There is one last point to mention before we get to the real nub of the holder-in-due-course concept (that the sins of her predecessors are washed away for an HDC). The shelter rule provides that the transferee of an instrument acquires the same rights that the transferor had. Thus a person who does not himself qualify as an HDC can still acquire that status if some previous holder (someone “upstream”) was an HDC.

On June 1, Clifford sells Harold the original manuscript of Benjamin Franklin’s autobiography. Unknown to Harold, however, the manuscript is a forgery. Harold signs a promissory note payable to Clifford for $250,000 on August 1. Clifford negotiates the note to Betsy on July 1 for $200,000; she is unaware of the fraud. On August 2, Betsy gives the note to Al as a token of her affection. Al is Clifford’s friend and knows about the scam (see Figure 24.1 "The Shelter Rule"). May Al collect?

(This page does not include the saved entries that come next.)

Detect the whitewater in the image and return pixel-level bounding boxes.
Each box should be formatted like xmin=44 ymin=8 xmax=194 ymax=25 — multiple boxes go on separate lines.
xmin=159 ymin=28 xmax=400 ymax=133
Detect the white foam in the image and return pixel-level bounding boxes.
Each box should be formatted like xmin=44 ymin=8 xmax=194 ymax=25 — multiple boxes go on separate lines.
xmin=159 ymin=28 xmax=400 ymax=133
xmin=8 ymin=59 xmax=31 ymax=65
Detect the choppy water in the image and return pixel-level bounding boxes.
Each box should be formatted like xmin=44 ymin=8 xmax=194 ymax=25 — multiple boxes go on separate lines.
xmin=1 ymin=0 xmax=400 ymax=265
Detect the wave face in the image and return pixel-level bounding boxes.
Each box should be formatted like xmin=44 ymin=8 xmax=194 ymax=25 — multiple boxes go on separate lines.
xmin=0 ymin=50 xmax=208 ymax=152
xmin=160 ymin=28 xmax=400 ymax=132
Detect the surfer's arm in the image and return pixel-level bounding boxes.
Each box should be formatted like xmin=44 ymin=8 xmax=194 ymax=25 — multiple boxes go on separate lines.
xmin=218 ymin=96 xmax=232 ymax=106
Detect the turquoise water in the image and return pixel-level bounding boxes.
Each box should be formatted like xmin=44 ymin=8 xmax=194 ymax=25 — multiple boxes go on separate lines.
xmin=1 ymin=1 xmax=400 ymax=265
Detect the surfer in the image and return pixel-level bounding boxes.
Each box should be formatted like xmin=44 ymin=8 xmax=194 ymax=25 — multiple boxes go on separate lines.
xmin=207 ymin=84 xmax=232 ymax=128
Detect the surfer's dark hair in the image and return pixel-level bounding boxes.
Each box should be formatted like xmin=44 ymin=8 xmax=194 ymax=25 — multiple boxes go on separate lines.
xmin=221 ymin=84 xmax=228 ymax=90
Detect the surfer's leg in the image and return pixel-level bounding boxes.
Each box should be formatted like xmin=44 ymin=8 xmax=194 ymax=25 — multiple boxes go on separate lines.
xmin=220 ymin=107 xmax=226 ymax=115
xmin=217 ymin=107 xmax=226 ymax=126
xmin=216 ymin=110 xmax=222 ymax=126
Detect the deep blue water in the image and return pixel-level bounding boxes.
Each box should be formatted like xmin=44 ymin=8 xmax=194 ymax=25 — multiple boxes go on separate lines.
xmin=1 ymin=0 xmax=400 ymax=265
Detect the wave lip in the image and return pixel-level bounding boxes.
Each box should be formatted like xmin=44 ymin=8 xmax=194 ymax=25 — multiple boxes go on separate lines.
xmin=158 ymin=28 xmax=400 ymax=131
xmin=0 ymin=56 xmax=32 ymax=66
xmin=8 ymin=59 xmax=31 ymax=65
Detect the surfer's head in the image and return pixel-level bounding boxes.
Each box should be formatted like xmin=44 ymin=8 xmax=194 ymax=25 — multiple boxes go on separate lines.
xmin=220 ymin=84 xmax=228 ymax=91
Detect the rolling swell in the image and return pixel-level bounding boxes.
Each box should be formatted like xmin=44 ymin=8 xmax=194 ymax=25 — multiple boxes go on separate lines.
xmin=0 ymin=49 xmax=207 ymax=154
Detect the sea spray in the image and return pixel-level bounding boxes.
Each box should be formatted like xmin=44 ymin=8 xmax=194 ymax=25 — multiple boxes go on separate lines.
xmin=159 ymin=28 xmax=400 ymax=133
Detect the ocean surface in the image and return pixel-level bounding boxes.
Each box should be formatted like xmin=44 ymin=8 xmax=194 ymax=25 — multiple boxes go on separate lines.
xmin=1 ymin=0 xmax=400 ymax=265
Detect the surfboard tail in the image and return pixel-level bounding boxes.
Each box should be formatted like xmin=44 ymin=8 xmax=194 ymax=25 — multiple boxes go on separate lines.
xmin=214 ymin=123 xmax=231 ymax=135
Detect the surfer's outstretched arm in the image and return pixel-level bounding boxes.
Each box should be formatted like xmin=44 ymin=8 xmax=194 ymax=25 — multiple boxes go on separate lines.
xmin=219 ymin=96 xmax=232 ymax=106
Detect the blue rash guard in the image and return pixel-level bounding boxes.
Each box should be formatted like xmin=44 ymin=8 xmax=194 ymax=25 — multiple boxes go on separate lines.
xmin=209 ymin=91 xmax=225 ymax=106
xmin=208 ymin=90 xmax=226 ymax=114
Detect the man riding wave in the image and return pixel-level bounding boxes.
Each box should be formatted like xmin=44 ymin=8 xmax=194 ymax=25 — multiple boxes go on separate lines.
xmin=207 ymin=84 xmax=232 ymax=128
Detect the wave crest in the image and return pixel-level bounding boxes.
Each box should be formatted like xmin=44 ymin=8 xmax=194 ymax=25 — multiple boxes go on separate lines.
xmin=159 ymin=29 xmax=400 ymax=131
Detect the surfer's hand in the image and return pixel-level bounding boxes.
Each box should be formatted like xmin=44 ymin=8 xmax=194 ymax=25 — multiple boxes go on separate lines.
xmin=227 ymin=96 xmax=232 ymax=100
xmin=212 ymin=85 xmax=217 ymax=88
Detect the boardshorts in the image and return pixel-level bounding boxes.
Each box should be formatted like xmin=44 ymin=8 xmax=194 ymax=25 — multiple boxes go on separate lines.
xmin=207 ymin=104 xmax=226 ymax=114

Figure 24.1 The Shelter Rule

Begin the analysis by noting that Al is not an HDC. Why? For three reasons: he did not take the instrument for value (it was a gift), he did not take in good faith (he knew of the fraud), and he had notice (he acquired it after the due date). Nevertheless, Al is entitled to collect from Harold the full $250,000. His right to do so flows from UCC, Section 3-203(b): “Transfer of an instrument, whether or not the transfer is a negotiation, vests in the transferee any right of the transferor to enforce the instrument, including any right as a holder in due course, but the transferee cannot acquire rights of a holder in due course by a direct or indirect transfer from a holder in due course if the transferee engaged in fraud or illegality affecting the instrument.”



By virtue of the shelter rule, Al as transferee from Betsy acquires all rights that she had as transferor. Clearly Betsy is an HDC: she paid for the instrument, she took it in good faith, had no notice of any claim or defense against the instrument, and there were no apparent irregularities. Since Betsy is an HDC, so is Al. His knowledge of the fraud does not undercut his rights as HDC because he was not a party to it and was not a prior holder. Now suppose that after negotiating the instrument to Betsy, Clifford repurchased it from her. He would not be an HDC—and would not acquire all Betsy’s rights—because he had been a party to fraud and as a prior holder had notice of a defense. The purpose of the shelter rule is “to assure the holder in due course a free market for the paper.” [2]

KEY TAKEAWAY


The holder-in-due-course doctrine is important because it allows the holder of a negotiable instrument to take the paper free from most claims and defenses against it. Without the doctrine, such a holder would be a mere transferee. The UCC provides that to be an HDC, a person must be a holder of paper that is not suspiciously irregular, and she must take it in good faith, for value, and without notice of anything that a reasonable person would recognize as tainting the instrument. A payee may be an HDC but usually would not be (because he would know of problems with it). The shelter rule says that a transferee of an instrument acquires the same rights her transferor had, so a person can have the rights of an HDC without satisfying the requirements of an HDC (provided she does not engage in any fraud or illegality related to the transaction).

EXERCISES


  1. Summarize the requirements to be a holder in due course.

  2. Why is the status of holder in due course important in commercial transactions?

  3. Why is it unlikely that a payee would be a holder in due course?

  4. What is the shelter rule, and why does it exist?

  5. [1] Uniform Commercial Code, Section 1-201(20).

  6. [2] Uniform Commercial Code, Section 3-203, Comment 2.